The dengue outbreak that has unfolded in Latin America over the past three months is staggering in its scale – a million cases in Brazil in a matter of weeks, a huge spike in Argentina, a state of emergency declared in Peru, and now another, in Puerto Rico.
He warns of a changing landscape for the disease. The mosquitoes that spread dengue thrive in densely populated cities with weak infrastructure and in warmer, wetter environments — the type of habitat that is expanding rapidly with climate change.
More than 3.5 million dengue cases have been confirmed by governments in Latin America in the first three months of 2024, up from 4.5 million in all of 2023. There have been more than 1,000 deaths so far this year. The Pan American Health Organization is warning that this could be the worst dengue year on record.
The rapidly changing disease landscape needs new solutions, and researchers in Brazil provided the only piece of good news in this story with the recent announcement that a clinical trial of a new dengue vaccine, given with a single shot, provided strong protection against disease .
There are two existing dengue vaccines, but one is an expensive two-shot regimen, while the other can only be given to people who already have a dengue infection.

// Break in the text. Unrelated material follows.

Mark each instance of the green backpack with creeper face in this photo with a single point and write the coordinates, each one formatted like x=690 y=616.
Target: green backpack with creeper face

The new one-dose vaccine uses live, weakened forms of all four strains of the dengue virus and was created by scientists at the United States’ National Institutes of Health. The vaccine was licensed for development by the Instituto Butantan, a huge public research institute in Sao Paulo, and Merck & Co.
The vaccine will butadane. It already produces most of the vaccines used in Brazil and has the capacity to produce tens of millions of doses of this new one. The institute plans to submit the dengue vaccine to Brazil’s regulatory agency for approval in the coming months and could begin production next year.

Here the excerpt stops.